Datum uitspraak: 20 maart 2012

Het Regionaal Tuchtcollege voor de Gezondheidszorg te 's-Gravenhage heeft de navolgende beslissing gegeven inzake de klacht van:

A,

wonende te B,

klaagster,

tegen:

C, gynaecoloog,

wonende te D,

de persoon over wie geklaagd wordt,

hierna te noemen de arts.

1. Het verloop van het geding

Het klaagschrift met bijlagen is ontvangen op 10 december 2010. De arts heeft op de klacht gereageerd, waarna partijen hebben gerepliceerd, respectievelijk gedupliceerd. Partijen hebben geen gebruik gemaakt van de gelegenheid om in het vooronderzoek mondeling te worden gehoord. De mondelinge behandeling door het College heeft plaatsgevonden ter openbare zitting van 24 januari 2012. Partijen zijn verschenen en hebben hun standpunten mondeling toegelicht. Klaagster werd bijgestaan door mr. I.A.C.M. Bodelier-van Breugel. De arts werd bijgestaan door mr.
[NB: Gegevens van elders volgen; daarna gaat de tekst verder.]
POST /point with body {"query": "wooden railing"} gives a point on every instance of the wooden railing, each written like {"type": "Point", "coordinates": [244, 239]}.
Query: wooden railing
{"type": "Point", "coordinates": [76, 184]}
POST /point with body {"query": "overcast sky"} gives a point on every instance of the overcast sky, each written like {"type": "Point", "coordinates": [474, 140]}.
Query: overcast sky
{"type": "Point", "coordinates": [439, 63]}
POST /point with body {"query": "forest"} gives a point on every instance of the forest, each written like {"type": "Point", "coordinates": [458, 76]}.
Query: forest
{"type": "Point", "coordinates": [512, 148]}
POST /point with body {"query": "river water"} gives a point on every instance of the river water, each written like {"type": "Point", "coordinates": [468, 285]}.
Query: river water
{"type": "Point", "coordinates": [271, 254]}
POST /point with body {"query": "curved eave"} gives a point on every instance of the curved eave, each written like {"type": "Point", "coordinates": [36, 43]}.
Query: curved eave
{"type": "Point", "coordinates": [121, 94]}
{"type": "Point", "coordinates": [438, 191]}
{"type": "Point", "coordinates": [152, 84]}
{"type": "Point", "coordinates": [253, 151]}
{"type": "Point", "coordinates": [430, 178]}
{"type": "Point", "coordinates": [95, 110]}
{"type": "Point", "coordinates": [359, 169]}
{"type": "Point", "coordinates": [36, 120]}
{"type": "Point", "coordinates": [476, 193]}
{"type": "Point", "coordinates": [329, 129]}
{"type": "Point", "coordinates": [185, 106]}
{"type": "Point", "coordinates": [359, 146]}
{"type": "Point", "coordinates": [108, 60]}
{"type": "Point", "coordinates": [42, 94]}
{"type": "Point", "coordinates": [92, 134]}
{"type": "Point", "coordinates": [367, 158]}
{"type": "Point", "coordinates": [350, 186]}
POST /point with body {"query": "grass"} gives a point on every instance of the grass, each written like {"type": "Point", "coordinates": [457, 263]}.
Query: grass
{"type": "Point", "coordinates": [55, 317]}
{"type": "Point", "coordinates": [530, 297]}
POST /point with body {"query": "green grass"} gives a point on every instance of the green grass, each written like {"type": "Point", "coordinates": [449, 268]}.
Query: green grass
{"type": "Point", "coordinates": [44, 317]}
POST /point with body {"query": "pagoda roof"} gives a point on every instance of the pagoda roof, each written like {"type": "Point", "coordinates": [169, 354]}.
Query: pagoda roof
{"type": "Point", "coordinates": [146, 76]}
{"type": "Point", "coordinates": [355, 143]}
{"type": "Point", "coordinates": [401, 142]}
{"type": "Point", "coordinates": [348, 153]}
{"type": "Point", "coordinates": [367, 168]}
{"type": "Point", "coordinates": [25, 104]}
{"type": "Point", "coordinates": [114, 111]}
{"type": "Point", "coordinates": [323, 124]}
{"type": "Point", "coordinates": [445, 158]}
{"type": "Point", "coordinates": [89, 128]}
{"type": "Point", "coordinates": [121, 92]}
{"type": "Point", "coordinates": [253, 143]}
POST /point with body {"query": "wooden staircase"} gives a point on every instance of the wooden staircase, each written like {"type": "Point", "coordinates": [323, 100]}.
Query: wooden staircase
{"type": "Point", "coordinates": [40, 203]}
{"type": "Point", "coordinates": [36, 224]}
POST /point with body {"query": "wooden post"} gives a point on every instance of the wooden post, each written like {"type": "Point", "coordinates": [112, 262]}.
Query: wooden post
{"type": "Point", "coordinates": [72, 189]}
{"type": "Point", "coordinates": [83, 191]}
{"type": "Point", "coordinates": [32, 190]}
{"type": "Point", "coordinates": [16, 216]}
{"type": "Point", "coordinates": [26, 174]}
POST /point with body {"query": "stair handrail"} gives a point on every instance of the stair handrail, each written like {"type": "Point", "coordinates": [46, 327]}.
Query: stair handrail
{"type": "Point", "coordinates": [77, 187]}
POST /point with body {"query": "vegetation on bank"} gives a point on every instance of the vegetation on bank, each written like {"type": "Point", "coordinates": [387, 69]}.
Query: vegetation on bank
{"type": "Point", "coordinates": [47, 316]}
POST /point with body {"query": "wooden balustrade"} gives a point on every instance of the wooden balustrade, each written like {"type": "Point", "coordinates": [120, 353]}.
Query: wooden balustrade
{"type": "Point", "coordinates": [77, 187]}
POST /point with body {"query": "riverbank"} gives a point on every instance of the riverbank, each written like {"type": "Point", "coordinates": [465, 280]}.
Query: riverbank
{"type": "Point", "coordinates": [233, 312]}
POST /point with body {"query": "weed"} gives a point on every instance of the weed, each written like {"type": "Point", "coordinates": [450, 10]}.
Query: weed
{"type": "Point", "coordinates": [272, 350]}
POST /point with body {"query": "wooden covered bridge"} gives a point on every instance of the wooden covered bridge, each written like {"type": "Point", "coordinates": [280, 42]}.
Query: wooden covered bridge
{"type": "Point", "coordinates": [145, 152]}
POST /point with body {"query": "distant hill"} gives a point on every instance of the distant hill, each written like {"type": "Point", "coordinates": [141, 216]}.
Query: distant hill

O.L. Nunes, advocaat te Utrecht, die pleitnotities heeft overgelegd.

Voorts werden de volgende personen als getuige gehoord:

-                 E, echtgenoot van klaagster, zonder beroep;

-                 F, dochter van klaagster, doktersassistente;

-                 G, verpleegkundige;

-                 H, verpleegkundige.

2. De feiten

2.1     Klaagster, was zwanger van haar vierde kind en uitgerekend op 17 januari 2008 (volgens de echo 9 januari 2008). De zwangerschap verliep zonder complicaties. Op 14 december 2007 werd zij voor het laatst door de verloskundige onderzocht. Er werden geen afwijkingen geconstateerd.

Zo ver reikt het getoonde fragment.